From the above plot, the likelihood over iterations quickly rises and then levels off. Towards the later iterations, the changes in parameter estimates become smaller, indicating that the search for the maximum likelihood is flattening out. This can be a sign that the search is approaching a local maximum, but the fact that the changes are small but not zero implies that there might still be some uncertainty. But not all parameters show signs of convergence, such as \(log(B_0), \sigma_F\).
We find that the higher likelihood is usually associated with lower values of \(\alpha, \gamma, log(\rho), \sigma_{obs}\). \(log(F_0), log(B_0)\), the initial conditions for Fox population and birds population in log scale, shows a general upward trend over iterations. \(a, b, c, \sigma_F, \sigma_B\) shows a general flat trend near zero except for a few iterations with a dramatically increasing trend.
A scattered or cloud-like pattern indicates little to no apparent linear correlation.
The best estimated log likelihood under global search by the use of GreatLakes is -176.3, which is a lower than the log likelihood from ARIMA (log-likelihood with -99) and local search(log-likelihood with -134). It is opposite to our expectation. One of the reasons is that we limit the parameter space to save the running time on Great Lakes, otherwise it will take more than 8 hours to run given the fact that our model is built with a large number of parameters. The accuracy will be increased if we increase the parameter space.
As a result, he log-likelihood produced an ARIMA(0,1,5) model is better than that from a local search of a POMP model, it implies that the ARMA model is fitting the data better according to this metric.

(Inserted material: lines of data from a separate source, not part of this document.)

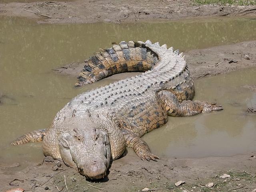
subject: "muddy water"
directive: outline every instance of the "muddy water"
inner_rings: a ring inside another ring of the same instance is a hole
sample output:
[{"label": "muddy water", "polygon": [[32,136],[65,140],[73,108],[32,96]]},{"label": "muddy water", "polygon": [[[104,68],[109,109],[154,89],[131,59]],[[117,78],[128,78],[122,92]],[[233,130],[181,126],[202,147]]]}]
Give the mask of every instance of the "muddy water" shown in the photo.
[{"label": "muddy water", "polygon": [[[12,140],[48,127],[56,112],[78,93],[131,75],[119,74],[74,88],[76,78],[56,74],[52,69],[88,58],[99,48],[122,40],[158,40],[184,51],[256,37],[256,21],[244,18],[154,24],[39,25],[1,18],[0,28],[0,161],[16,162],[18,158],[25,164],[28,160],[42,159],[40,144],[13,147],[9,145]],[[170,118],[166,125],[144,137],[153,151],[162,156],[200,157],[252,150],[255,117],[244,115],[243,110],[256,102],[256,96],[240,87],[256,83],[254,72],[196,81],[196,99],[218,101],[225,110]]]}]

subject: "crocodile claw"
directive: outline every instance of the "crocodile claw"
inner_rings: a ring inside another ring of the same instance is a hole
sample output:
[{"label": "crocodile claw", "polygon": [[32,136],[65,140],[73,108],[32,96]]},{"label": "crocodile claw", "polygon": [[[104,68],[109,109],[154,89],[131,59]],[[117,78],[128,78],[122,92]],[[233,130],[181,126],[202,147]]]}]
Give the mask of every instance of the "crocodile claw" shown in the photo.
[{"label": "crocodile claw", "polygon": [[154,161],[157,161],[157,159],[159,159],[160,158],[156,156],[156,155],[152,154],[150,152],[147,152],[146,154],[144,154],[144,155],[140,157],[140,158],[142,160],[145,161],[145,160],[146,160],[148,161],[150,161],[150,160],[153,160]]},{"label": "crocodile claw", "polygon": [[204,102],[202,112],[207,113],[212,111],[219,111],[223,109],[222,105],[217,105],[216,103],[211,103],[207,101]]}]

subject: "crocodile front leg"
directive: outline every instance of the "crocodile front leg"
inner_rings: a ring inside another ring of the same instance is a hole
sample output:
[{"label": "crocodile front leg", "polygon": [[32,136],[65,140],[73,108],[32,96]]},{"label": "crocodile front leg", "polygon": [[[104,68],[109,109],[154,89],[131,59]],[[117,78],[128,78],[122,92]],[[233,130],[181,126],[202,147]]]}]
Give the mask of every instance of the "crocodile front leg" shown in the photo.
[{"label": "crocodile front leg", "polygon": [[223,109],[221,105],[208,101],[186,100],[180,103],[177,97],[168,91],[160,91],[159,96],[164,103],[168,115],[171,116],[191,116]]},{"label": "crocodile front leg", "polygon": [[122,132],[126,140],[127,146],[133,148],[137,155],[142,160],[149,161],[151,159],[156,161],[156,159],[159,159],[158,157],[151,153],[147,143],[136,134],[126,129],[122,130]]}]

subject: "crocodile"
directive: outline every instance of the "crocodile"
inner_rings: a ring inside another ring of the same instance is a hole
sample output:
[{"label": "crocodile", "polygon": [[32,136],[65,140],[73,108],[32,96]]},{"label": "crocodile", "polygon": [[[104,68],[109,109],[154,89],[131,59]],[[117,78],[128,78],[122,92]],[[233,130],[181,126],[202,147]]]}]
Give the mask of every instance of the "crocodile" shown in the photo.
[{"label": "crocodile", "polygon": [[223,109],[216,103],[192,101],[194,84],[184,56],[149,40],[100,49],[87,61],[76,85],[129,72],[144,72],[78,95],[48,129],[26,134],[11,144],[42,141],[45,156],[62,160],[88,179],[98,179],[126,147],[142,160],[157,161],[141,137],[166,123],[168,115]]}]

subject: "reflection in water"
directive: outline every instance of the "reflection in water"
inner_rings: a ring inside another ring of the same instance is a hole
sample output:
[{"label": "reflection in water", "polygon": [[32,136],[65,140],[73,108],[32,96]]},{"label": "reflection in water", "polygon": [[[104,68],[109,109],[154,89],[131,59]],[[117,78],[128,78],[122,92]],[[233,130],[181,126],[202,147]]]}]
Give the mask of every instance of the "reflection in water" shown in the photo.
[{"label": "reflection in water", "polygon": [[197,80],[194,100],[216,102],[224,110],[169,117],[164,129],[148,134],[144,139],[162,156],[230,156],[254,151],[256,118],[246,111],[256,107],[256,92],[241,87],[256,84],[256,68],[252,68]]},{"label": "reflection in water", "polygon": [[[99,48],[109,47],[112,42],[150,39],[184,51],[255,39],[256,28],[256,21],[245,18],[38,25],[24,19],[1,18],[0,92],[15,102],[5,99],[0,106],[0,160],[15,161],[14,156],[40,160],[40,144],[12,147],[9,144],[24,132],[48,127],[68,98],[131,75],[120,74],[75,88],[75,78],[56,74],[51,69],[82,60]],[[256,83],[254,70],[242,71],[246,72],[246,76],[241,71],[197,81],[196,99],[217,101],[225,110],[194,117],[170,117],[167,124],[144,137],[152,150],[162,156],[179,157],[228,156],[251,150],[256,142],[252,126],[255,121],[245,116],[243,110],[255,102],[256,96],[240,86]],[[235,103],[240,105],[230,104]]]}]

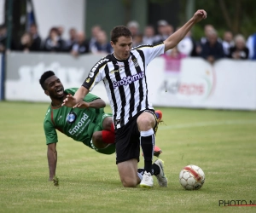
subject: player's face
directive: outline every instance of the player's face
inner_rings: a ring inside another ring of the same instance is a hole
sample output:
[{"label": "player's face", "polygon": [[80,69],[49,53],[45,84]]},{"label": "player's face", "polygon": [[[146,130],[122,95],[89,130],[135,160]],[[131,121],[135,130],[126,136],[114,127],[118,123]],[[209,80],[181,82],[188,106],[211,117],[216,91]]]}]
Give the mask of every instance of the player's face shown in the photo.
[{"label": "player's face", "polygon": [[64,87],[56,76],[48,78],[45,82],[45,94],[51,98],[61,99],[64,96]]},{"label": "player's face", "polygon": [[112,41],[110,43],[113,49],[114,56],[117,59],[125,60],[129,57],[132,45],[131,37],[119,37],[115,43],[113,43]]}]

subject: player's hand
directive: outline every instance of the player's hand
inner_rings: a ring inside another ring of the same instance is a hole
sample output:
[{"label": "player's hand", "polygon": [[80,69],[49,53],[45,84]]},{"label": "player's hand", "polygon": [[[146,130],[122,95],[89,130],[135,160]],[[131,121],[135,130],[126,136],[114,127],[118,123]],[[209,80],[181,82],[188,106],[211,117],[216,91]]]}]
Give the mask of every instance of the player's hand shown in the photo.
[{"label": "player's hand", "polygon": [[67,107],[73,107],[77,104],[77,100],[72,95],[67,95],[67,97],[63,100],[61,106]]},{"label": "player's hand", "polygon": [[73,107],[78,107],[78,108],[89,108],[90,107],[90,103],[87,103],[84,101],[81,101],[78,104],[76,104]]},{"label": "player's hand", "polygon": [[195,20],[195,23],[204,20],[207,17],[207,14],[204,9],[198,9],[194,16],[193,19]]}]

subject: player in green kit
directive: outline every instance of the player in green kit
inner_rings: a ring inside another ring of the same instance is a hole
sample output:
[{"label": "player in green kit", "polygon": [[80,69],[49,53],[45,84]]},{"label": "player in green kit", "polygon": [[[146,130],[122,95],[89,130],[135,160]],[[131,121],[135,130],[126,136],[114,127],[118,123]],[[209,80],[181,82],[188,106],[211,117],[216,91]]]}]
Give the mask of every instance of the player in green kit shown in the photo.
[{"label": "player in green kit", "polygon": [[102,100],[90,94],[79,108],[61,106],[67,95],[74,95],[77,89],[64,90],[61,80],[52,71],[45,72],[39,83],[51,99],[44,121],[50,181],[55,175],[57,163],[56,130],[98,153],[112,154],[115,152],[112,114],[104,112],[106,104]]},{"label": "player in green kit", "polygon": [[[49,181],[55,176],[57,164],[56,143],[58,136],[56,130],[73,138],[83,142],[87,147],[100,153],[112,154],[115,152],[114,127],[112,114],[105,113],[103,107],[106,103],[99,97],[89,93],[79,107],[72,108],[61,106],[62,101],[67,95],[73,95],[76,88],[64,90],[61,80],[52,71],[45,72],[39,80],[46,95],[51,100],[51,104],[47,109],[44,129],[48,145],[47,157],[49,170]],[[159,122],[161,119],[161,112]],[[161,150],[154,147],[154,155],[158,157]],[[139,169],[142,172],[143,169]]]}]

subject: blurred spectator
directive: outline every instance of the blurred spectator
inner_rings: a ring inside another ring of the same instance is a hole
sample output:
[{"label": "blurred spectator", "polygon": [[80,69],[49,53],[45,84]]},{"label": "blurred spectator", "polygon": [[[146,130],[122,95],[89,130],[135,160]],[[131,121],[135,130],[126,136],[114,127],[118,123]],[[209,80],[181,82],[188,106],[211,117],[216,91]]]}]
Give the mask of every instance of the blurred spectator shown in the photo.
[{"label": "blurred spectator", "polygon": [[140,32],[140,26],[136,20],[129,21],[127,24],[127,28],[131,31],[133,37]]},{"label": "blurred spectator", "polygon": [[201,45],[201,56],[213,64],[217,60],[224,57],[223,46],[218,41],[218,34],[215,30],[210,31],[207,36],[207,41]]},{"label": "blurred spectator", "polygon": [[[179,28],[180,27],[177,27],[177,30],[178,30]],[[187,33],[184,38],[179,42],[179,43],[177,45],[177,48],[178,52],[180,52],[181,54],[183,54],[187,56],[191,55],[194,48],[194,43],[191,37],[190,31]]]},{"label": "blurred spectator", "polygon": [[31,51],[40,51],[42,49],[42,39],[38,35],[38,26],[35,24],[30,26],[29,32],[32,38],[32,43],[30,47]]},{"label": "blurred spectator", "polygon": [[62,43],[62,49],[61,51],[67,51],[67,41],[63,38],[64,27],[60,26],[57,27],[59,40]]},{"label": "blurred spectator", "polygon": [[157,22],[157,35],[154,44],[165,41],[172,34],[172,26],[165,20]]},{"label": "blurred spectator", "polygon": [[17,50],[21,50],[23,52],[29,52],[32,45],[32,37],[29,32],[25,32],[18,44]]},{"label": "blurred spectator", "polygon": [[67,49],[67,51],[70,52],[72,50],[73,45],[76,42],[77,30],[75,28],[70,28],[68,34],[69,34],[69,38],[66,41],[65,49]]},{"label": "blurred spectator", "polygon": [[223,49],[226,57],[230,55],[230,49],[234,47],[234,41],[233,41],[233,33],[230,31],[226,31],[224,33],[223,37]]},{"label": "blurred spectator", "polygon": [[132,39],[132,46],[137,47],[139,45],[143,45],[143,34],[138,33],[134,36]]},{"label": "blurred spectator", "polygon": [[98,34],[96,35],[96,41],[94,46],[91,47],[90,50],[94,54],[111,54],[113,52],[112,46],[108,40],[107,34],[104,31],[101,31],[98,32]]},{"label": "blurred spectator", "polygon": [[0,53],[5,51],[6,49],[7,30],[5,26],[0,26]]},{"label": "blurred spectator", "polygon": [[71,52],[73,56],[79,56],[81,54],[87,54],[90,52],[89,42],[85,39],[85,34],[84,32],[77,33],[76,40],[77,41],[73,45]]},{"label": "blurred spectator", "polygon": [[100,26],[94,26],[91,27],[91,37],[89,39],[89,43],[90,43],[90,49],[91,49],[91,48],[95,45],[95,43],[96,41],[96,36],[98,34],[99,32],[102,31],[102,27]]},{"label": "blurred spectator", "polygon": [[65,43],[61,39],[59,31],[56,27],[52,27],[48,37],[44,41],[44,50],[49,52],[64,51]]},{"label": "blurred spectator", "polygon": [[247,47],[249,49],[249,59],[256,60],[256,32],[248,37]]},{"label": "blurred spectator", "polygon": [[242,35],[235,37],[235,46],[230,49],[229,58],[231,59],[247,59],[249,49],[246,46],[246,40]]},{"label": "blurred spectator", "polygon": [[154,29],[152,26],[147,26],[144,29],[143,43],[152,45],[154,43]]},{"label": "blurred spectator", "polygon": [[59,37],[60,37],[61,38],[62,38],[63,32],[64,32],[64,27],[61,26],[60,26],[57,27],[57,29],[58,29],[58,34],[59,34]]}]

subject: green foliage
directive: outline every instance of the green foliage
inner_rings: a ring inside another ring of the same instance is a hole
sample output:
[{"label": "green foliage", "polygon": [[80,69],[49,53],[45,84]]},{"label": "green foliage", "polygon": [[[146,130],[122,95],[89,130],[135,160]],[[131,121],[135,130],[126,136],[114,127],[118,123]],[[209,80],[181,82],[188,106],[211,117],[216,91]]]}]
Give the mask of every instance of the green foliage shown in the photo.
[{"label": "green foliage", "polygon": [[[48,104],[0,102],[0,212],[254,212],[219,200],[255,200],[255,112],[160,108],[156,145],[169,187],[122,187],[115,154],[100,154],[59,134],[56,175],[49,181],[43,119]],[[110,112],[108,107],[106,112]],[[155,158],[155,157],[154,157]],[[199,165],[206,182],[185,191],[183,167]],[[143,157],[139,167],[143,166]]]}]

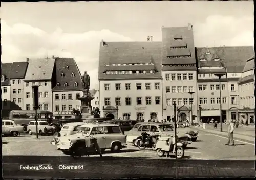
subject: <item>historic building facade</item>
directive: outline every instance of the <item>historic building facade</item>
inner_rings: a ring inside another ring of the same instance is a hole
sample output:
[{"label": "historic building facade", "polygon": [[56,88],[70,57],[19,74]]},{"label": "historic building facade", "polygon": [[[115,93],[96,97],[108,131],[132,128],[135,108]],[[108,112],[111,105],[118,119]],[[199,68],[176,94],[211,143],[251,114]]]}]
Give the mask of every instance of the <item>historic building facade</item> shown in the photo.
[{"label": "historic building facade", "polygon": [[56,57],[53,84],[53,113],[54,119],[71,118],[72,110],[80,110],[83,95],[81,74],[73,58]]}]

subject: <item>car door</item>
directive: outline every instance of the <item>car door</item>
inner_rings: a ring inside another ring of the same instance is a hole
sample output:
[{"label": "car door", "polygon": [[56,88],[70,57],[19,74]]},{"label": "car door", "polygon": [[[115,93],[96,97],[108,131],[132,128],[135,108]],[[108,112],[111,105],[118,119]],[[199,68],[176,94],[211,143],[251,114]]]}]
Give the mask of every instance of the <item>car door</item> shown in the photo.
[{"label": "car door", "polygon": [[97,142],[100,148],[106,148],[106,137],[104,134],[103,127],[94,127],[92,128],[91,134],[97,138]]}]

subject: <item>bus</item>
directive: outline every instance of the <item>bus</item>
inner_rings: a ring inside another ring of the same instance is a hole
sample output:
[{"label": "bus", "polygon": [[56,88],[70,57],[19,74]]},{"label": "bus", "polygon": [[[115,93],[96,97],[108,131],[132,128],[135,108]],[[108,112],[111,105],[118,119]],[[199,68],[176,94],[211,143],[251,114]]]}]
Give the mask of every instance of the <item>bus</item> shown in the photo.
[{"label": "bus", "polygon": [[[50,124],[53,119],[53,113],[49,111],[37,110],[37,120],[47,121]],[[29,122],[35,120],[35,111],[12,110],[10,112],[9,119],[14,121],[16,124],[19,124],[27,131],[27,126]]]}]

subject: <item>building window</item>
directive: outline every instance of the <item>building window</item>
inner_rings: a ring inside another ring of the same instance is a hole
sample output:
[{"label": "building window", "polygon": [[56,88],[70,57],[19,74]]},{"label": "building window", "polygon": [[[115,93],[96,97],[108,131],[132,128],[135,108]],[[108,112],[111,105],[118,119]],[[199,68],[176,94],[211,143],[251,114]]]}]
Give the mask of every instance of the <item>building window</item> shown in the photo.
[{"label": "building window", "polygon": [[141,89],[141,83],[136,83],[137,89]]},{"label": "building window", "polygon": [[55,111],[59,111],[59,105],[55,105]]},{"label": "building window", "polygon": [[178,80],[181,80],[181,74],[177,74],[177,78]]},{"label": "building window", "polygon": [[155,97],[155,102],[156,105],[160,104],[160,97]]},{"label": "building window", "polygon": [[66,100],[66,94],[61,94],[61,100]]},{"label": "building window", "polygon": [[131,83],[125,83],[125,90],[131,90]]},{"label": "building window", "polygon": [[170,92],[170,86],[166,86],[165,87],[165,89],[166,90],[166,93],[169,93]]},{"label": "building window", "polygon": [[62,106],[62,111],[66,111],[66,105]]},{"label": "building window", "polygon": [[80,93],[76,93],[76,100],[78,100],[80,98]]},{"label": "building window", "polygon": [[222,103],[223,104],[227,103],[227,98],[226,97],[222,97]]},{"label": "building window", "polygon": [[151,85],[150,83],[146,83],[145,84],[145,86],[146,87],[146,90],[150,90],[151,87]]},{"label": "building window", "polygon": [[182,88],[181,88],[181,86],[178,86],[177,89],[178,92],[182,92]]},{"label": "building window", "polygon": [[225,86],[224,84],[221,85],[221,90],[225,90]]},{"label": "building window", "polygon": [[157,114],[156,113],[150,113],[150,118],[152,120],[157,119]]},{"label": "building window", "polygon": [[172,80],[175,80],[176,79],[176,75],[175,74],[172,74]]},{"label": "building window", "polygon": [[183,99],[183,103],[184,105],[187,105],[187,98],[184,98]]},{"label": "building window", "polygon": [[121,90],[121,84],[116,83],[116,90]]},{"label": "building window", "polygon": [[125,105],[132,105],[131,97],[125,97]]},{"label": "building window", "polygon": [[55,100],[59,100],[59,94],[55,94]]},{"label": "building window", "polygon": [[160,83],[155,83],[155,89],[160,89]]},{"label": "building window", "polygon": [[48,110],[48,106],[49,106],[49,105],[48,103],[46,103],[46,104],[44,104],[44,109],[45,109],[45,110]]},{"label": "building window", "polygon": [[72,105],[69,105],[69,111],[72,111]]},{"label": "building window", "polygon": [[176,86],[172,86],[172,93],[176,92]]},{"label": "building window", "polygon": [[182,104],[182,99],[178,99],[178,105],[181,105]]},{"label": "building window", "polygon": [[166,105],[172,106],[172,101],[170,99],[166,99]]},{"label": "building window", "polygon": [[121,106],[121,98],[116,97],[116,105]]},{"label": "building window", "polygon": [[165,74],[165,80],[170,80],[170,74]]}]

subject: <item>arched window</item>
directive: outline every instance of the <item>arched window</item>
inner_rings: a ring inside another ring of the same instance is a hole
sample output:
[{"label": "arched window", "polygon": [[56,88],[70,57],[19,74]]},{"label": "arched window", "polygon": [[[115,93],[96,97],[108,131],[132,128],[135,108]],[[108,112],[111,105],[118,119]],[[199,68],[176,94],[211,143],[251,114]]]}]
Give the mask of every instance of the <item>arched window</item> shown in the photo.
[{"label": "arched window", "polygon": [[141,113],[139,113],[137,114],[137,119],[141,120],[144,119],[144,115]]},{"label": "arched window", "polygon": [[150,113],[150,118],[152,120],[157,119],[157,114],[156,113]]},{"label": "arched window", "polygon": [[125,113],[123,114],[123,119],[130,119],[130,115],[128,113]]}]

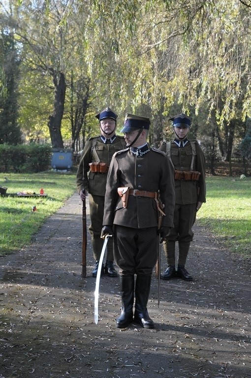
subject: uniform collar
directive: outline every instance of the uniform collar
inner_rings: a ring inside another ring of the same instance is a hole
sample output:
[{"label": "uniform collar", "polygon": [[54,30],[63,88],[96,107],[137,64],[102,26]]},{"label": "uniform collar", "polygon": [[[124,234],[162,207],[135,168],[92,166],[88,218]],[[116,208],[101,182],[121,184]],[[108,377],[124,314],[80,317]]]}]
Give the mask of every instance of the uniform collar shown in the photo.
[{"label": "uniform collar", "polygon": [[105,138],[104,136],[103,136],[103,135],[100,135],[100,139],[105,144],[111,144],[114,142],[116,137],[116,135],[113,135],[112,138],[110,138],[110,139],[107,139],[106,138]]},{"label": "uniform collar", "polygon": [[179,140],[179,139],[175,138],[173,141],[177,144],[178,147],[185,147],[186,145],[188,143],[188,140],[187,138],[185,138],[183,140]]},{"label": "uniform collar", "polygon": [[150,149],[147,143],[139,147],[130,147],[130,151],[132,154],[137,156],[143,156],[145,154],[149,152]]}]

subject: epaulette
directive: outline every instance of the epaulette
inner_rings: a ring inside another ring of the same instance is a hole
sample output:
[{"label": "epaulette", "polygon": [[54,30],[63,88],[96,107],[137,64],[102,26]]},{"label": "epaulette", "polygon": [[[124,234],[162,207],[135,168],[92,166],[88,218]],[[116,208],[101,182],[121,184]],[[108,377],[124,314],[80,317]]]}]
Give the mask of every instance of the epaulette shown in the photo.
[{"label": "epaulette", "polygon": [[155,152],[158,152],[159,154],[161,154],[161,155],[163,155],[165,157],[165,154],[163,151],[160,151],[159,150],[157,150],[157,149],[155,147],[152,147],[151,150]]},{"label": "epaulette", "polygon": [[129,147],[127,147],[127,148],[124,148],[124,150],[120,150],[119,151],[117,151],[117,152],[115,152],[114,153],[114,156],[117,156],[117,155],[118,155],[120,154],[122,154],[123,152],[126,152],[126,151],[128,151],[129,149]]}]

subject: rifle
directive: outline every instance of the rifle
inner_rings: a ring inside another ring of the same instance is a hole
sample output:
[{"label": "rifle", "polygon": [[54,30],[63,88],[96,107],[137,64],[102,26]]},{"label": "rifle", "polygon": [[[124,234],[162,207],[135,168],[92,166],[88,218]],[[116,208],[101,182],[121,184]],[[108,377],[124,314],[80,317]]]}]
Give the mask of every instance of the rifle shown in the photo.
[{"label": "rifle", "polygon": [[[83,191],[86,194],[85,189],[85,181],[83,178]],[[86,277],[86,248],[87,247],[87,231],[86,227],[86,200],[82,201],[82,276]]]}]

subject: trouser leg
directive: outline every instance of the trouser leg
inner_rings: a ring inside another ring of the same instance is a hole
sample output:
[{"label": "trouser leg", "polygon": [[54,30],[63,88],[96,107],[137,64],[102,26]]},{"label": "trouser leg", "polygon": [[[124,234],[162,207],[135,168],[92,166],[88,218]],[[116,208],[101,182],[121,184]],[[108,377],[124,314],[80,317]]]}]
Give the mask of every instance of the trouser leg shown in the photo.
[{"label": "trouser leg", "polygon": [[179,257],[176,276],[187,281],[192,280],[192,277],[185,268],[189,247],[190,242],[179,242]]},{"label": "trouser leg", "polygon": [[134,276],[120,276],[120,277],[122,307],[120,316],[116,321],[116,325],[119,328],[124,328],[132,321]]},{"label": "trouser leg", "polygon": [[189,248],[190,242],[179,242],[178,266],[185,266]]},{"label": "trouser leg", "polygon": [[164,252],[167,261],[167,268],[161,275],[161,280],[170,280],[176,275],[175,271],[175,242],[165,240],[163,243]]},{"label": "trouser leg", "polygon": [[[96,261],[93,271],[93,277],[95,277],[104,242],[104,241],[100,238],[100,235],[103,227],[104,197],[101,195],[93,196],[89,194],[89,206],[91,218],[89,231],[94,257]],[[117,276],[117,273],[113,265],[113,242],[111,238],[109,238],[107,242],[106,262],[101,273],[103,273],[104,272],[110,277],[116,277]]]},{"label": "trouser leg", "polygon": [[152,275],[137,275],[135,284],[134,321],[145,328],[153,328],[154,323],[147,311],[147,303],[151,289]]}]

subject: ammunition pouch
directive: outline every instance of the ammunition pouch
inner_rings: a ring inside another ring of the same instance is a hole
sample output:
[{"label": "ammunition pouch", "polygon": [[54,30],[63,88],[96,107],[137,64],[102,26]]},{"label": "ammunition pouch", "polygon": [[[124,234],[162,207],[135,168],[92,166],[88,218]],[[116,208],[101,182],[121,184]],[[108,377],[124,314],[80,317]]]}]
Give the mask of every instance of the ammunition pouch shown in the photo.
[{"label": "ammunition pouch", "polygon": [[129,187],[123,187],[118,188],[118,193],[121,197],[123,203],[123,207],[126,208],[127,205],[128,197],[129,197]]},{"label": "ammunition pouch", "polygon": [[198,181],[200,176],[200,172],[198,171],[174,171],[174,180]]},{"label": "ammunition pouch", "polygon": [[109,166],[106,163],[89,163],[90,170],[95,173],[107,173]]}]

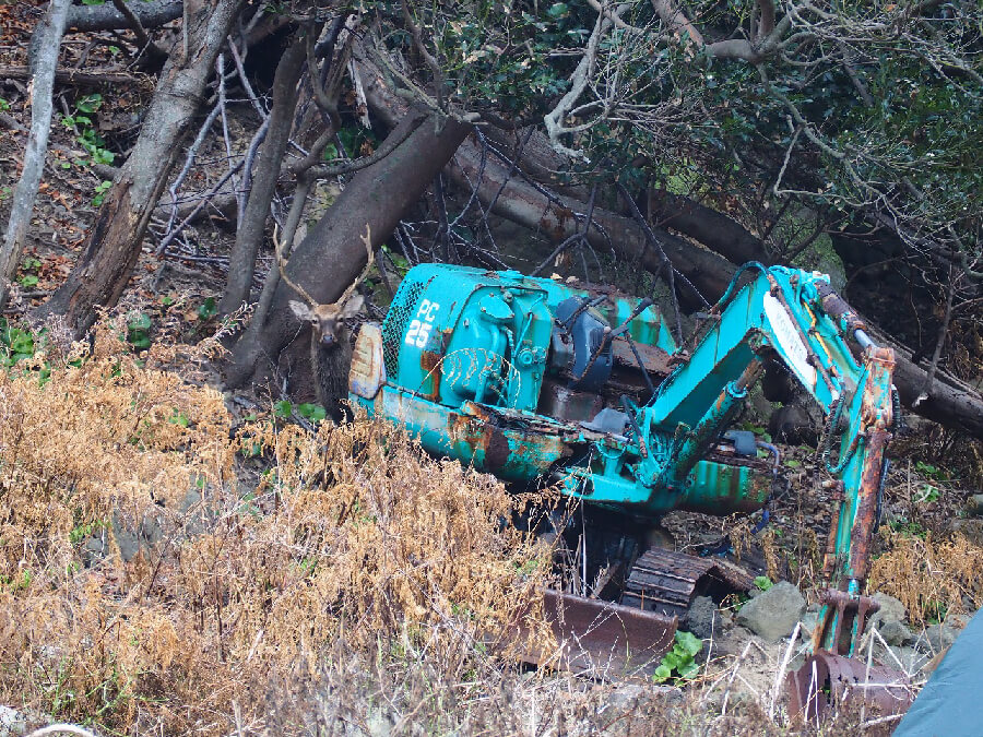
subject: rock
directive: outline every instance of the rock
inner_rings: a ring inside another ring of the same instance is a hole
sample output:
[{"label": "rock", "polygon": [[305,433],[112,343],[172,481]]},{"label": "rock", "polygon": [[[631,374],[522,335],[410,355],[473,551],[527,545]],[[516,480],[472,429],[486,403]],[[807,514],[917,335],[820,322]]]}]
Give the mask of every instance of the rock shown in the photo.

Our report probes the potential of applying POMP to the field of ecological population dynamics. It ends with ARIMA(0,1,5) produces the highest log-likelihood with -99. We began with the establishment of a foundational ARMA model to serve as a reference point against which we evaluated our proposed POMP models. Drawing inspiration from the Lotka-Voltera equations, we introduce our take on the concept of an alternative prey hypothesis. Although our analysis is on the side of preliminary, it shows this approach can shed more light on the dynamic responses of ecosystems to changes in prey abundance.